Chapter 12: The Environment and International Relations


India is the world's fourth largest carbon emitter. Its emissions will only grow in the years to come as the country develops. For example, India is projected to increase its carbon dioxide output by 1.7% annually. The Indian government prefers to adopt adaptation to mitigation when it comes to national climate change policy as they strongly believe that their low emissions rate per capita absolves them of overwhelming responsibility to combat climate change.


As the president of the United States crafting national and international strategies for dealing with climate change, you have made a series of decisions. Let's analyze the implications of each of your choices.

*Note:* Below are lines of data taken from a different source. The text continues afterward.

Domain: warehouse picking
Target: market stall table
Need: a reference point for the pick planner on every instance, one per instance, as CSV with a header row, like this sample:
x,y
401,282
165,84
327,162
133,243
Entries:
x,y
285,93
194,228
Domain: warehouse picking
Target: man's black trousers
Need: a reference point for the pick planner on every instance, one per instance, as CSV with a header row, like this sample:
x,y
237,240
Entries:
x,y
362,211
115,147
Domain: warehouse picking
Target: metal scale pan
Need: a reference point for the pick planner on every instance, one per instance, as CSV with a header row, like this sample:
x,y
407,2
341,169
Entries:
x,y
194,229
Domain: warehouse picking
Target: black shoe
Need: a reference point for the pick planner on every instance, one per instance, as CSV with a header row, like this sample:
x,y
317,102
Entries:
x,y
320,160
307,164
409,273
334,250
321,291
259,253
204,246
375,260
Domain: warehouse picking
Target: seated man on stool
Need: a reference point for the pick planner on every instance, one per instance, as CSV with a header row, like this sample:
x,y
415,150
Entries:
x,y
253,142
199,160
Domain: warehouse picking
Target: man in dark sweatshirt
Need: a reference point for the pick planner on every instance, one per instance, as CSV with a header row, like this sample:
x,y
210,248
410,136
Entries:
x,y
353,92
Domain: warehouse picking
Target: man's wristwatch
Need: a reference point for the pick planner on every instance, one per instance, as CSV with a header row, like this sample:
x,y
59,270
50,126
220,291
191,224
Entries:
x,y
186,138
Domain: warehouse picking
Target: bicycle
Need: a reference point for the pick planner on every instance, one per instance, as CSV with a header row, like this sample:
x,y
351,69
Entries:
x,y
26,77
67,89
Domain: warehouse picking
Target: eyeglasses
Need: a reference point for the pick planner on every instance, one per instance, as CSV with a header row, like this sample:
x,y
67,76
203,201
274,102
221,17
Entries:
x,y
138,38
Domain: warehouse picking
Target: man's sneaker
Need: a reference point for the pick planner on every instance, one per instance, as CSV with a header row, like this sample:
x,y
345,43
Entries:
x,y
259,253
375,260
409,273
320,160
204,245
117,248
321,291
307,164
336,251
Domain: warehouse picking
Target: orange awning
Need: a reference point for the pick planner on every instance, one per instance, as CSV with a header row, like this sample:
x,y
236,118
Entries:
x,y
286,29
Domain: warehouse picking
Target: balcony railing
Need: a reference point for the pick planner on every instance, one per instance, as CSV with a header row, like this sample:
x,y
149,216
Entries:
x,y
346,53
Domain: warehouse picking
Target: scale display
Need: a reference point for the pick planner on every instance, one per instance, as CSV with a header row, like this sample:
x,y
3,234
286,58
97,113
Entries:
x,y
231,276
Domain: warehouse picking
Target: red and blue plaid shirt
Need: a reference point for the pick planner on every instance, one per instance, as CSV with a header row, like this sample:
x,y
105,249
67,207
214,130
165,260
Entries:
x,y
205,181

First, you decided to subsidize renewable energy. This was a great decision as you have made the transition to low-cost renewable energy alternatives easier. Over time, the wind and nuclear energy industries will use your subsidies to innovate and drive down their costs. As renewable energy costs decrease, more and more businesses will spurn fossil fuels for renewables to fuel their industrial efforts. This will help the US meet its future emission reduction goals.

Second, you chose to pursue a bilateral agreement with India. The Indian government agreed to non-binding long-term standards for emissions. You offered technological and financial assistance in exchange for binding emissions standards, but the Indian government did not think your assistance package was sufficient to fully overcome economic costs. As a result, your bilateral agreement is relatively weak and ineffective.

Overall, you have done a subpar job. You made solid progress with regards to domestic energy policy. Unfortunately, your bilateral pact with India will not create any meaningful change. As the threat of climate change looms large, the international community must band together and act before it is too late.